The energy and inventiveness contained in Robert Rodriguez' Spy Kids could fuel a half-dozen Disney movies. The movie is clean, agile, and extraordinarily conceived: Willy Wonka meets Roald Dahl in a high-tech Latino funhouse. Rodriguez' B-movie flair for breathless pacing and visual dash are in full effect here. And where is here, exactly?
Spy Kids unfolds in a sugar-rush world. Gregorio and Ingrid Cortez (Antonio Banderas and Carla Gugino) are top-notch superspies who fell in love while on assignments to assassinate each other. Now they're parents. One final mission gets botched and the Cortez's two kids (Alexa Vegan and Daryl Sabara) must go undercover to save Mom and Dad from an evil kids show host (Alan Cumming) with unpleasant plans for Nielsen success up his sleeve.
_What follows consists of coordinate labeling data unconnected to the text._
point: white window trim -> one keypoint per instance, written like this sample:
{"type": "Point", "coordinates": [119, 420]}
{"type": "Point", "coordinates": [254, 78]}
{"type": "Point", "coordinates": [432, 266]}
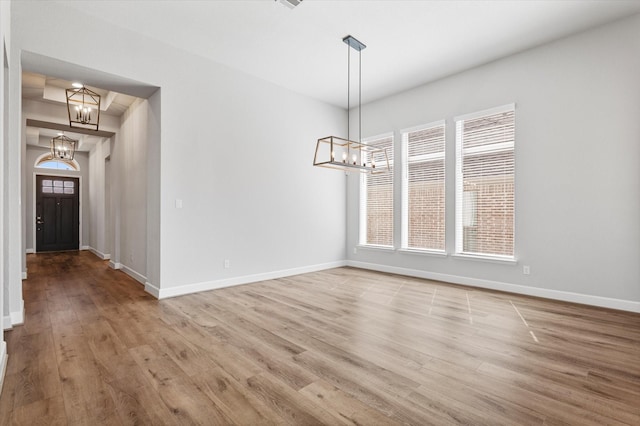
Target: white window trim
{"type": "Point", "coordinates": [424, 252]}
{"type": "Point", "coordinates": [486, 258]}
{"type": "Point", "coordinates": [362, 199]}
{"type": "Point", "coordinates": [488, 111]}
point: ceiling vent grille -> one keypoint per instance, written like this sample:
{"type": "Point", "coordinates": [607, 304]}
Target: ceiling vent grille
{"type": "Point", "coordinates": [290, 3]}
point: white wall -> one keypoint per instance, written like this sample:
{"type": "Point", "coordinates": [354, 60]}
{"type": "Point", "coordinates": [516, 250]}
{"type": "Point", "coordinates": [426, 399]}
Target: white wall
{"type": "Point", "coordinates": [577, 167]}
{"type": "Point", "coordinates": [12, 173]}
{"type": "Point", "coordinates": [130, 156]}
{"type": "Point", "coordinates": [98, 187]}
{"type": "Point", "coordinates": [4, 136]}
{"type": "Point", "coordinates": [236, 150]}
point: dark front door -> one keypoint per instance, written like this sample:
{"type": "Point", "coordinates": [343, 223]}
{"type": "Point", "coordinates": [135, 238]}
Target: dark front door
{"type": "Point", "coordinates": [57, 213]}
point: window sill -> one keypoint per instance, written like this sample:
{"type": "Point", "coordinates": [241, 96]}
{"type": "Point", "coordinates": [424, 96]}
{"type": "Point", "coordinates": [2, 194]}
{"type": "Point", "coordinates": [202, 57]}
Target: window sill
{"type": "Point", "coordinates": [491, 259]}
{"type": "Point", "coordinates": [419, 252]}
{"type": "Point", "coordinates": [373, 247]}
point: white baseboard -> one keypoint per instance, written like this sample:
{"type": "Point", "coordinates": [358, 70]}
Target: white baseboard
{"type": "Point", "coordinates": [585, 299]}
{"type": "Point", "coordinates": [163, 293]}
{"type": "Point", "coordinates": [3, 362]}
{"type": "Point", "coordinates": [100, 255]}
{"type": "Point", "coordinates": [6, 322]}
{"type": "Point", "coordinates": [133, 274]}
{"type": "Point", "coordinates": [14, 318]}
{"type": "Point", "coordinates": [17, 318]}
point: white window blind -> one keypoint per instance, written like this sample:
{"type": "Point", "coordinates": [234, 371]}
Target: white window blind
{"type": "Point", "coordinates": [423, 225]}
{"type": "Point", "coordinates": [376, 200]}
{"type": "Point", "coordinates": [485, 195]}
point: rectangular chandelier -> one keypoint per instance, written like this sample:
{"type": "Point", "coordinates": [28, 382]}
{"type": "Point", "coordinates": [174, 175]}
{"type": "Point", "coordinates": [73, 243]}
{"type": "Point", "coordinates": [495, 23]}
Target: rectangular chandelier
{"type": "Point", "coordinates": [63, 148]}
{"type": "Point", "coordinates": [83, 106]}
{"type": "Point", "coordinates": [342, 154]}
{"type": "Point", "coordinates": [345, 154]}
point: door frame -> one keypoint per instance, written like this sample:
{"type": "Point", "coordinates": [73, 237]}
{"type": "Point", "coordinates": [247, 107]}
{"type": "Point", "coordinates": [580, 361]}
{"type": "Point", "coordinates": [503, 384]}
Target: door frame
{"type": "Point", "coordinates": [55, 173]}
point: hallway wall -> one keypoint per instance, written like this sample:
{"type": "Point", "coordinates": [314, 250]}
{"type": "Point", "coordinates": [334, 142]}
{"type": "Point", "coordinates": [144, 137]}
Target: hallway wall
{"type": "Point", "coordinates": [235, 154]}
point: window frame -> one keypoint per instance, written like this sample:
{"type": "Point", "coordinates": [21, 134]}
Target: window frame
{"type": "Point", "coordinates": [459, 192]}
{"type": "Point", "coordinates": [405, 162]}
{"type": "Point", "coordinates": [44, 158]}
{"type": "Point", "coordinates": [363, 197]}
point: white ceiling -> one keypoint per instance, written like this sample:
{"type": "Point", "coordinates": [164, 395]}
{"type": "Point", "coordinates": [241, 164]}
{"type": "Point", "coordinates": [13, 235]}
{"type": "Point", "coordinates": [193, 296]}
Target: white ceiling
{"type": "Point", "coordinates": [409, 42]}
{"type": "Point", "coordinates": [51, 91]}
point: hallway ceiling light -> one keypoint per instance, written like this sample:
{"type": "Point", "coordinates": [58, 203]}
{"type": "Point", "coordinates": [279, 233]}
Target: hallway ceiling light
{"type": "Point", "coordinates": [83, 106]}
{"type": "Point", "coordinates": [63, 147]}
{"type": "Point", "coordinates": [344, 154]}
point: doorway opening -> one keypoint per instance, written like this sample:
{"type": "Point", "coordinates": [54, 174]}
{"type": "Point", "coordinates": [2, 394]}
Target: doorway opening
{"type": "Point", "coordinates": [57, 213]}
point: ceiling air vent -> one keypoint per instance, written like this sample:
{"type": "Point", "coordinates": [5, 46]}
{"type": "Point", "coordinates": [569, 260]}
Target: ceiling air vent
{"type": "Point", "coordinates": [290, 3]}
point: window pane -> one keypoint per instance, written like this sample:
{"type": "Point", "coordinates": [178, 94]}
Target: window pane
{"type": "Point", "coordinates": [55, 164]}
{"type": "Point", "coordinates": [424, 189]}
{"type": "Point", "coordinates": [376, 200]}
{"type": "Point", "coordinates": [485, 184]}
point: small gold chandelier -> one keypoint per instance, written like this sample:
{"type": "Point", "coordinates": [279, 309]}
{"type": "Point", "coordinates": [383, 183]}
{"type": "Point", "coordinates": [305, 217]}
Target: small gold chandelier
{"type": "Point", "coordinates": [345, 154]}
{"type": "Point", "coordinates": [63, 148]}
{"type": "Point", "coordinates": [83, 106]}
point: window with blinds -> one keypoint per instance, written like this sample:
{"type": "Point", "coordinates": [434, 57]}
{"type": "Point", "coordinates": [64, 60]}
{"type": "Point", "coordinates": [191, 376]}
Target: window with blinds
{"type": "Point", "coordinates": [376, 200]}
{"type": "Point", "coordinates": [485, 195]}
{"type": "Point", "coordinates": [423, 201]}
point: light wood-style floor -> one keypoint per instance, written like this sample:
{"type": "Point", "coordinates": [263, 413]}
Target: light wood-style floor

The plot stays coherent as it sprints from one madcap scenario to the next. In the world of superspies and gadgetry, nearly everything is possible. This is a kids' movie but it lacks all elements of condescension and forced cuteness. Banderas gives a particularly worthwhile performance, gently mocking his Latin lover status while remaining as handsome as ever and getting in some great gags. One hopes other filmmakers for young audiences will watch Spy Kids and learn a little.